Solas sorrise di nuovo. Aveva l’impressione che anche qui, nella sua stanza, i tatuaggi della ragazza brillassero debolmente, ma era piuttosto certo di essere sveglio ora.
“Posso chiederti una cosa? Perché tu mi hai… perché non mi hai allontanata?”
Era giunta inevitabilmente alla giusta conclusione.
“Potrei farti la stessa esatta domanda, ma dubito che avere queste risposte ci gioverebbe in alcun modo. Posso dirti con certezza, che il sogno è il posto in cui mi sento più a mio agio, tutto è più facile per me in quel mondo, anche lasciarmi andare all’istinto di un attimo, ma difficilmente mi lascio sopraffare da ciò che vi avviene. Credo dal canto mio, che saremo sufficientemente al sicuro finché saremo certi di essere svegli”
Aveva parlato con pacatezza e presenza di spirito, la sua bella dalish lo stava studiando cercando di interpretare le sue parole. Poteva essere abbastanza soddisfatto di sé. Ora doveva solo far uscire in fretta la ragazza da quella stanza.

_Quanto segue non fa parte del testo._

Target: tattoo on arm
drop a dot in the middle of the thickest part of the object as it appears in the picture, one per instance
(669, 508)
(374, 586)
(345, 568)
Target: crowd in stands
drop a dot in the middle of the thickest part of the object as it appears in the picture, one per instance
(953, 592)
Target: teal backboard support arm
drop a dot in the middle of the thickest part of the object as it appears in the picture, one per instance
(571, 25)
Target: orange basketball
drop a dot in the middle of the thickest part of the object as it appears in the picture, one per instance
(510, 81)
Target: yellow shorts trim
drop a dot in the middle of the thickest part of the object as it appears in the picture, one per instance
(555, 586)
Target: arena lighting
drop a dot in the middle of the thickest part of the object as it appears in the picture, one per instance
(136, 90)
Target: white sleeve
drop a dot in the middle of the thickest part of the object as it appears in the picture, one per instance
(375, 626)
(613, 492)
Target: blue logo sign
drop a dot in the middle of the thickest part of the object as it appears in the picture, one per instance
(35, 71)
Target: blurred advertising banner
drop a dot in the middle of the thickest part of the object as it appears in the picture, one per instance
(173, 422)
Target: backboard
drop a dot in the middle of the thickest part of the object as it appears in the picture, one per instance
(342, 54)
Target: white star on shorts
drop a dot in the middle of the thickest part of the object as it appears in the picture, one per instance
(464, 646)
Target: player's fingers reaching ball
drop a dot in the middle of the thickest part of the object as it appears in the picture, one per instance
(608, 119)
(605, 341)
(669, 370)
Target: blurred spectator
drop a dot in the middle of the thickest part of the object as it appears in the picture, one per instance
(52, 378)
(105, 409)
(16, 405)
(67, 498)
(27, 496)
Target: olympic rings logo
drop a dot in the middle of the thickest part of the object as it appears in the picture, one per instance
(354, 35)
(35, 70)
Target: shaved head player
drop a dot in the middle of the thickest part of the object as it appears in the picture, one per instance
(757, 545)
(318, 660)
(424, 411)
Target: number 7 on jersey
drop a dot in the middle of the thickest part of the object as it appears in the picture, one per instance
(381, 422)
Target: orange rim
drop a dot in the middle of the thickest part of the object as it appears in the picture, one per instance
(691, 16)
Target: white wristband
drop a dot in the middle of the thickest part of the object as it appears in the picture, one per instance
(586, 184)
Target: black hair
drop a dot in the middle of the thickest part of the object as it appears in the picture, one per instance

“Al sicuro da cosa? Non mi sembravi spaventato, io di certo non lo ero” Lei non era evidentemente altrettanto soddisfatta. Non gli avrebbe permesso di cavarsela con poche parole ben studiate. L’elfa parlando si era avvicinata di un passo dando a Solas la sensazione di essere sotto minaccia.
“E’ vero, nel sogno non lo ero e non lo eri neanche tu, ma quando ho aperto la porta eri intimorita, e credo che tu lo sia anche ora. Io non sono bravo nel gestire questo tipo di complicazioni, sono a fatica riuscito ad immaginare di poter chiamare qualcuno amico, dopo così tanti anni di solitudine. Sarebbe sciocco voler dare spazio a emozioni effimere, rischiando di perdere tutto e di ferire molti, non solo noi due.” Solas era stupito di se stesso nello scoprirsi tanto onesto. A differenza di quanto detto prima, non vi era una sola sfumatura di menzogna nelle sue parole, e ovviamente funzionarono. Lo sguardo della sua amica era ora limpido, tranquillo e deciso. I tatuaggi non splendevano più e la sua bella bocca si andava piegando in un flebile sorriso. Poi aggrottò la fronte pensierosa “Come fai ad essere certo che siano solo emozioni legate ad un attimo di sbandamento?”
Perché non posso permettere che diventino altro, Venhan. Ma le parole rimasero nei suoi pensieri, sorrise invece eludendo l'ennesima domanda.
“Ora da’len, credo sia il caso che tu vada. Devi riposare e anche io. Avremo tempo e modo, se vorrai, di discuterne ancora”
Con un gesto naturale che non seppe trattenere, accarezzò il volto della ragazza percorrendone il profilo dal lobo dell’ orecchio fino al mento. Questa volta fu certo di vedere i suoi tatuaggi illuminarsi per un istante e sentì un leggero fremito sotto le dita. Ritirò veloce la mano e si diresse verso la porta. La aprì e non appena la sua amica fu uscita, la richiuse in fretta alle sue spalle. Era stata una disfatta. Non vi era possibilità alcuna che quella notte sarebbe riuscito a riposare.